Selon un article du « Journal de Montréal », dont les informations ont depuis fait le tour du monde, le jeune William Gadoury aurait en effet mis au jour un plan caché dans la distribution des cités mayas : plutôt que de s'appuyer sur la localisation des ressources, des voies d'accès ou du relief — essentiels tant au développement d'une métropole que de sa défense —, les Mayas auraient fondé leurs villes de manière à ce qu'elles reproduisent, au sol, le tracé des constellations !
Un souci de l'astronomie qui va bien au-delà de tout ce que l'on croyait savoir sur les Mayas, et qui aurait même permis à l'adolescent — cerise sur le gâteau — de découvrir sur des images satellites les indices d'une nouvelle cité sous la dense forêt équatoriale.
Il resterait à monter une expédition pour la révéler totalement, car elle aurait échappé aux archéologues qui sillonnent la péninsule du Yucatán depuis des décennies.
Consternation et franche rigolade
Fadaises ? Au laboratoire Archéologie des Amériques (CNRS-Université Paris 1 Panthéon-Sorbonne), on hésite en tout cas entre franche rigolade et consternation.
« Les médias qui reprennent cette histoire se couvrent de ridicule. Cette planification de l'emplacement des cités en fonction des constellations est une aberration. Les constellations sont des constructions culturelles. Les nôtres viennent des Grecs et nous n'avons pas de vision claire de ce qu'étaient les constellations mayas ! Par ailleurs, les villes mayas n'ont pas toutes été fondées de concert. Elles n'ont même pas été occupées en même temps », s'étrangle l'archéologue Marie-Charlotte Arnauld, directrice de recherche émérite au CNRS.
Croire qu'elles ont été disposées selon une carte des étoiles reviendrait à nier 3000 ans d'histoire, ponctués de guerres, d'abandons, de fondations nouvelles et des stratégies politiques et économiques. Autant de contingences qui, dans l'évolution d'une civilisation, pèsent bien plus que le souci de l'astronomie...
« La meilleure façon de rechercher des sites mayas est d'étudier les sols — chercher les zones fertiles — et la topographie. Il faut se souvenir que les Mayas constituaient une civilisation agricole, préindustrielle », souligne pour sa part Anabel Ford (université de Californie à Santa Barbara).
Fermiers émérites et fins connaisseurs de leur forêt, les Mayas furent d'abord des cultivateurs mobiles (il y a 8000 à 4000 ans), avant de se sédentariser en utilisant la technique agricole de la milpa (variante maya de la technique des trois soeurs) puis, là où les fermiers étaient les plus concentrés, en fondant des centres urbains.

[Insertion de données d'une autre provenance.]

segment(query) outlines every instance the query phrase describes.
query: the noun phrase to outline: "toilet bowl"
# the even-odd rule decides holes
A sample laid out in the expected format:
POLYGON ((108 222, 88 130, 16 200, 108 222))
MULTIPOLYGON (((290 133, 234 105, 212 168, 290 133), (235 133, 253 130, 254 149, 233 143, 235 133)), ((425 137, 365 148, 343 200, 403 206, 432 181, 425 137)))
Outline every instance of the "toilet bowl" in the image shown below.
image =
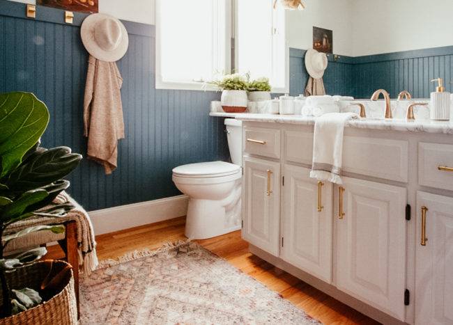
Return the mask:
POLYGON ((185 236, 204 239, 241 228, 242 124, 226 119, 231 160, 190 164, 173 169, 173 182, 189 196, 185 236))

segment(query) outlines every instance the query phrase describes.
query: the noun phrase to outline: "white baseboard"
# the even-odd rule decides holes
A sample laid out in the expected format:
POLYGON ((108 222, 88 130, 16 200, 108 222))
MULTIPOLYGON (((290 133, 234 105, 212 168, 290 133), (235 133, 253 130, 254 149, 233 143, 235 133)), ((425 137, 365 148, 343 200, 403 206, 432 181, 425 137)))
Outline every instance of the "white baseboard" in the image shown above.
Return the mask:
POLYGON ((89 212, 95 235, 163 221, 185 216, 189 197, 171 198, 109 207, 89 212))

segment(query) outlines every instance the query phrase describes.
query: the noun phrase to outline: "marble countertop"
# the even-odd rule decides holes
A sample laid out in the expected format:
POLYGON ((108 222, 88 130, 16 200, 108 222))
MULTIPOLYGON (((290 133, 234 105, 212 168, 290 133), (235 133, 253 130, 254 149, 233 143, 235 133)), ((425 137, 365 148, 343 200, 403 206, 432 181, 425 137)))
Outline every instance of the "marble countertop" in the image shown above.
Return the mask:
MULTIPOLYGON (((316 120, 316 118, 302 116, 301 115, 254 114, 249 113, 210 113, 209 115, 210 116, 236 118, 243 121, 302 125, 314 125, 316 120)), ((420 119, 415 121, 407 121, 402 119, 360 118, 348 122, 346 127, 453 134, 453 120, 433 121, 420 119)))

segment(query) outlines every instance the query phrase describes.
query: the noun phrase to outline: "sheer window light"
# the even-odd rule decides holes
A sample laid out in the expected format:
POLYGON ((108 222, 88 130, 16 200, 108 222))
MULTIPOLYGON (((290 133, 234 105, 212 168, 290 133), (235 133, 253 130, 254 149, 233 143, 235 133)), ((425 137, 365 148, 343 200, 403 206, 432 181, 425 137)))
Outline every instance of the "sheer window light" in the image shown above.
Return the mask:
POLYGON ((267 77, 272 91, 288 92, 285 13, 273 0, 236 0, 236 62, 251 78, 267 77))
POLYGON ((231 66, 230 0, 156 1, 156 88, 201 89, 231 66))

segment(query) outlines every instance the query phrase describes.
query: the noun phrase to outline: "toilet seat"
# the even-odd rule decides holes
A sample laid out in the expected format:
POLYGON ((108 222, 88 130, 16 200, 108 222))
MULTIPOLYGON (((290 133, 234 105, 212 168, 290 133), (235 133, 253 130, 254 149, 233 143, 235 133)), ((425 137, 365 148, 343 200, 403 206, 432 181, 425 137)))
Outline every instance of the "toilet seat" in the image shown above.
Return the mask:
POLYGON ((225 161, 208 161, 178 166, 173 168, 173 176, 187 178, 212 178, 236 175, 240 167, 225 161))

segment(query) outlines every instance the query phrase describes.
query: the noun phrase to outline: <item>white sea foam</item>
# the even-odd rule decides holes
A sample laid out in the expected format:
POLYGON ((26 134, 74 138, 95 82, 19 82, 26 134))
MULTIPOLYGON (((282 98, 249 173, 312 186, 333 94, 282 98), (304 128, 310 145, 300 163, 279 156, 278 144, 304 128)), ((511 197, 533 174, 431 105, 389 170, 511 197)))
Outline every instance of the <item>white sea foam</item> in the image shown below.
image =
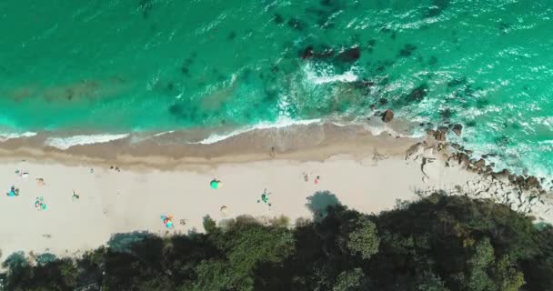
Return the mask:
POLYGON ((232 137, 234 135, 244 134, 244 133, 246 133, 246 132, 249 132, 252 130, 256 130, 256 129, 282 128, 282 127, 287 127, 287 126, 290 126, 290 125, 307 125, 317 124, 319 122, 320 122, 320 119, 293 120, 287 116, 281 116, 276 120, 276 123, 262 122, 262 123, 259 123, 255 125, 236 129, 230 133, 220 134, 220 135, 213 134, 199 142, 195 142, 195 143, 190 143, 190 144, 211 145, 211 144, 215 144, 215 143, 220 142, 222 140, 225 140, 226 138, 232 137))
POLYGON ((126 138, 129 134, 122 135, 72 135, 67 137, 48 137, 45 145, 65 150, 74 146, 103 144, 117 139, 126 138))
POLYGON ((355 73, 355 67, 352 67, 349 71, 336 75, 331 66, 307 64, 304 66, 304 73, 306 74, 306 79, 311 84, 321 85, 336 82, 349 83, 355 82, 358 78, 355 73))
POLYGON ((0 134, 0 142, 5 142, 8 139, 13 138, 21 138, 21 137, 31 137, 36 135, 36 133, 34 132, 25 132, 25 133, 9 133, 9 134, 0 134))

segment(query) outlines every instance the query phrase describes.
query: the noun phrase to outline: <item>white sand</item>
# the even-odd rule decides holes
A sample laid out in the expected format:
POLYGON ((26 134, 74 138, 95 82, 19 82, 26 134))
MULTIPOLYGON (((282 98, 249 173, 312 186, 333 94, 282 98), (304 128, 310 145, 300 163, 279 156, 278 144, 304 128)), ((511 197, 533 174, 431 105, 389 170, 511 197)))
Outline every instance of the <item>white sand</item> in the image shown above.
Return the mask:
POLYGON ((148 230, 164 234, 160 216, 173 215, 170 232, 203 231, 206 215, 216 220, 237 215, 310 217, 307 197, 317 191, 330 191, 351 208, 377 213, 391 209, 397 199, 415 199, 416 189, 452 188, 479 177, 460 168, 445 167, 443 162, 430 164, 430 176, 423 183, 419 162, 388 156, 356 160, 347 156, 333 156, 325 162, 269 160, 217 166, 192 166, 196 171, 121 172, 106 168, 67 166, 59 164, 5 163, 0 166, 0 248, 5 259, 14 251, 50 252, 72 255, 106 244, 115 233, 148 230), (30 173, 23 178, 15 170, 30 173), (303 173, 309 175, 304 180, 303 173), (319 176, 320 183, 314 178, 319 176), (45 186, 35 179, 42 177, 45 186), (224 186, 214 190, 212 178, 224 186), (11 186, 20 188, 19 196, 5 193, 11 186), (272 207, 258 203, 264 189, 271 193, 272 207), (75 189, 80 199, 72 199, 75 189), (35 210, 36 196, 44 196, 46 211, 35 210), (223 216, 221 206, 228 208, 223 216), (186 225, 179 225, 186 219, 186 225), (44 235, 49 235, 45 237, 44 235))

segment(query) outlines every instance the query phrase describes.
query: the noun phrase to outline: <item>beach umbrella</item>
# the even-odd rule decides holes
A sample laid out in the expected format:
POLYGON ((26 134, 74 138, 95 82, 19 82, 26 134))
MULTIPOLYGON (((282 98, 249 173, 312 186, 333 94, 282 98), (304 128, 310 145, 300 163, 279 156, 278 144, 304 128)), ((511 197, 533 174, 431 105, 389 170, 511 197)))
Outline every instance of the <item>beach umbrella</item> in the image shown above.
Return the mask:
POLYGON ((209 183, 209 186, 211 186, 212 189, 217 189, 221 185, 221 181, 213 179, 211 180, 211 182, 209 183))
POLYGON ((226 206, 223 206, 221 207, 221 213, 222 213, 224 216, 226 216, 226 215, 228 214, 228 207, 226 207, 226 206))

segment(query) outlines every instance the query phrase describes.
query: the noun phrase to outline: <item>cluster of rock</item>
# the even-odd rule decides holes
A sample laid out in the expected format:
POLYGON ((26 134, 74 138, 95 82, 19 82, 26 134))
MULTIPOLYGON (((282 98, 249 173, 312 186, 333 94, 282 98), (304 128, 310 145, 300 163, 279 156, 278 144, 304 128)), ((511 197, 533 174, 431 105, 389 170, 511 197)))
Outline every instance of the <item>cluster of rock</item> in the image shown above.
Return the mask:
POLYGON ((434 136, 437 141, 445 142, 447 140, 447 132, 451 129, 455 135, 460 136, 463 133, 463 125, 460 124, 451 125, 449 126, 438 126, 437 129, 427 129, 428 135, 434 136))
POLYGON ((446 146, 450 146, 450 155, 447 156, 447 165, 452 162, 457 162, 469 171, 478 173, 480 175, 491 176, 496 179, 506 179, 512 185, 520 187, 521 189, 538 189, 540 192, 545 192, 542 188, 544 179, 538 179, 534 176, 519 176, 511 174, 508 170, 503 169, 499 172, 494 172, 495 164, 488 163, 486 158, 495 156, 495 154, 483 155, 481 158, 475 159, 471 156, 473 151, 464 148, 462 146, 455 143, 441 143, 447 141, 447 132, 451 130, 457 135, 461 135, 463 125, 459 124, 451 125, 449 126, 438 126, 436 129, 427 129, 427 134, 433 137, 437 144, 437 150, 440 151, 446 146))
MULTIPOLYGON (((463 166, 468 170, 478 173, 484 176, 490 176, 495 179, 502 179, 509 181, 511 185, 518 186, 521 189, 530 190, 537 189, 540 192, 545 192, 542 188, 542 182, 534 176, 520 176, 511 174, 508 169, 503 169, 498 172, 494 172, 494 163, 487 163, 485 158, 488 156, 495 156, 495 154, 484 155, 479 159, 471 158, 471 150, 467 150, 463 146, 457 144, 450 144, 454 151, 447 156, 447 163, 457 162, 458 165, 463 166)), ((543 179, 542 179, 543 180, 543 179)))
POLYGON ((468 181, 465 185, 455 186, 452 188, 428 187, 419 189, 417 194, 427 196, 433 193, 442 195, 463 195, 472 198, 489 198, 508 206, 511 209, 525 214, 541 214, 548 212, 550 205, 535 192, 528 192, 503 180, 493 179, 490 176, 481 181, 468 181))

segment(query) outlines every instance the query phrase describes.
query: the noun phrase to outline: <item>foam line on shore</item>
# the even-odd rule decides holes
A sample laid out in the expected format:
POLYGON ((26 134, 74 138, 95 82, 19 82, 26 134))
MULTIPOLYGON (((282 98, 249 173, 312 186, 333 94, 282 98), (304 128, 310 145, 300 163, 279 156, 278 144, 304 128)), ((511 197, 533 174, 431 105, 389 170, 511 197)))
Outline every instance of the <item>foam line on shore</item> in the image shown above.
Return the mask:
POLYGON ((114 140, 126 138, 129 134, 120 135, 78 135, 67 137, 48 137, 45 141, 45 146, 53 146, 58 149, 65 150, 71 146, 104 144, 114 140))

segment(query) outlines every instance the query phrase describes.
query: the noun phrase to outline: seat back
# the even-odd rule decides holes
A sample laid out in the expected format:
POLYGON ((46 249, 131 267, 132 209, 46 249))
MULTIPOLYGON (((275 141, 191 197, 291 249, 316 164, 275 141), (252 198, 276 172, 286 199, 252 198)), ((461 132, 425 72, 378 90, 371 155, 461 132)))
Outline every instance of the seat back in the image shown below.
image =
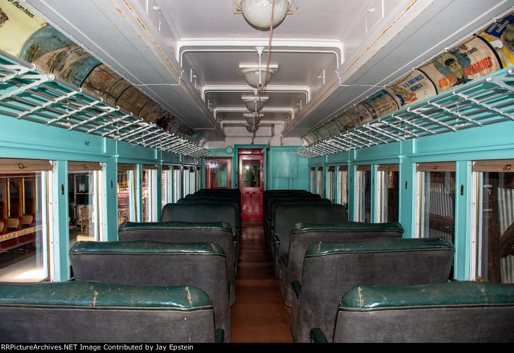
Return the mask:
POLYGON ((341 300, 335 342, 514 342, 514 285, 359 286, 341 300))
POLYGON ((289 234, 292 226, 298 222, 333 223, 348 220, 344 206, 323 203, 282 204, 275 208, 273 217, 271 256, 275 274, 281 278, 279 258, 289 251, 289 234))
POLYGON ((274 211, 278 205, 298 203, 325 203, 328 205, 332 203, 332 202, 327 198, 304 198, 301 196, 298 196, 297 198, 272 198, 269 204, 269 212, 266 215, 268 217, 266 221, 266 228, 264 229, 264 234, 268 240, 268 244, 271 244, 271 237, 269 235, 271 230, 275 228, 274 211))
POLYGON ((0 315, 2 342, 214 342, 211 301, 192 286, 2 283, 0 315))
POLYGON ((319 241, 307 248, 300 284, 294 282, 291 331, 308 342, 321 328, 332 342, 342 294, 356 285, 411 286, 443 283, 455 248, 444 238, 376 238, 319 241))
POLYGON ((121 241, 216 243, 221 246, 227 257, 227 280, 230 284, 230 305, 235 304, 235 239, 230 225, 227 222, 123 222, 118 228, 118 237, 121 241))
POLYGON ((227 260, 217 244, 79 241, 71 247, 69 255, 77 281, 198 287, 211 298, 214 323, 230 341, 227 260))
POLYGON ((230 225, 232 233, 237 233, 237 213, 235 208, 228 203, 168 203, 162 208, 163 222, 220 222, 230 225))
POLYGON ((282 278, 280 291, 282 301, 287 306, 292 305, 291 282, 302 279, 303 257, 307 249, 319 241, 345 241, 372 238, 401 238, 403 228, 399 222, 364 223, 297 223, 289 236, 289 250, 287 258, 281 257, 282 278))

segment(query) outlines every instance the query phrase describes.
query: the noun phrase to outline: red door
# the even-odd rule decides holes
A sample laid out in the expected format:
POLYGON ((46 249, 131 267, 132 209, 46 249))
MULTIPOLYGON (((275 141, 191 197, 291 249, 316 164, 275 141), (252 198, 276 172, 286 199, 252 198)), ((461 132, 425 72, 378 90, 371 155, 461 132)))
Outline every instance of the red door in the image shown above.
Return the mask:
POLYGON ((264 191, 264 150, 242 149, 238 152, 238 182, 241 192, 243 220, 262 220, 264 191))

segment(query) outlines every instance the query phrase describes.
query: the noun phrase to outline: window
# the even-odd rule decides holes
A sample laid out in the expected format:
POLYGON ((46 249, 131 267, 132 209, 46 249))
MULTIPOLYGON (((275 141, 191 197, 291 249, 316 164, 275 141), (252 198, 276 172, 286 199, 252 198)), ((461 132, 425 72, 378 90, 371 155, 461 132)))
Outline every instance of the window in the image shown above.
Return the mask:
POLYGON ((419 234, 422 238, 443 237, 454 243, 455 162, 420 163, 419 234))
POLYGON ((311 167, 310 168, 310 190, 309 190, 313 194, 316 193, 316 168, 311 167))
POLYGON ((323 197, 323 167, 319 166, 316 172, 316 194, 323 197))
POLYGON ((378 219, 380 222, 398 220, 399 208, 398 182, 399 169, 398 164, 379 164, 377 201, 378 219))
POLYGON ((180 167, 178 165, 173 166, 173 173, 172 176, 173 183, 173 202, 176 202, 180 198, 180 167))
POLYGON ((326 172, 326 197, 334 203, 336 202, 336 167, 329 166, 326 172))
POLYGON ((164 207, 167 203, 173 201, 172 178, 171 168, 169 165, 163 165, 161 174, 161 206, 164 207))
POLYGON ((143 165, 142 196, 143 221, 157 220, 157 165, 143 165))
POLYGON ((514 160, 477 161, 478 252, 476 274, 514 283, 514 160))
POLYGON ((48 160, 0 159, 0 281, 48 277, 48 160))
POLYGON ((231 169, 232 158, 206 158, 205 187, 230 189, 231 169))
POLYGON ((336 202, 348 210, 348 166, 338 168, 337 193, 336 202))
POLYGON ((136 165, 118 164, 118 225, 136 221, 136 165))
POLYGON ((191 173, 189 173, 189 167, 183 167, 183 169, 182 170, 182 187, 183 188, 182 195, 185 196, 186 195, 189 195, 191 193, 191 173))
POLYGON ((357 166, 357 212, 359 222, 371 221, 371 166, 357 166))
POLYGON ((70 246, 78 241, 100 240, 102 185, 101 163, 68 162, 70 246))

Bref, « si les considérations astronomiques ont certainement joué un rôle dans l'édification de certains édifices mayas (pas tous !), elles n'ont eu aucune influence sur les sites de fondation des villes elles-mêmes », insiste Charlotte Arnauld - pour qui le nouveau site potentiellement « découvert », qui ressemblerait à un village avec une pyramide de 87 m de haut, présente des caractères aberrants.
Papier calque et rapporteur
Magnanime, Anabel Ford estime que « l'intérêt de toute cette histoire, c'est la façon dont le jeune Gadoury a mené sa recherche ». Il est parti d'une hypothèse — peu crédible, certes, et surtout démentie par les connaissances archéologiques — et a cherché à la valider.
Mais aligner des points à l'aide d'images satellites, de papier calque et d'un rapporteur ne suffit pas. Surtout lorsqu'on prétend que la méthode fonctionne aussi pour expliquer l'emplacement de cités aztèques, incas, et même harappas en Inde !
Saluons donc l'enthousiasme et la ténacité du jeune homme (trois ans de travail), souhaitons-lui de belles années d'étude... et regrettons l'emballement médiatique.
Quant aux Mayas, non, ce n'étaient pas des crétins.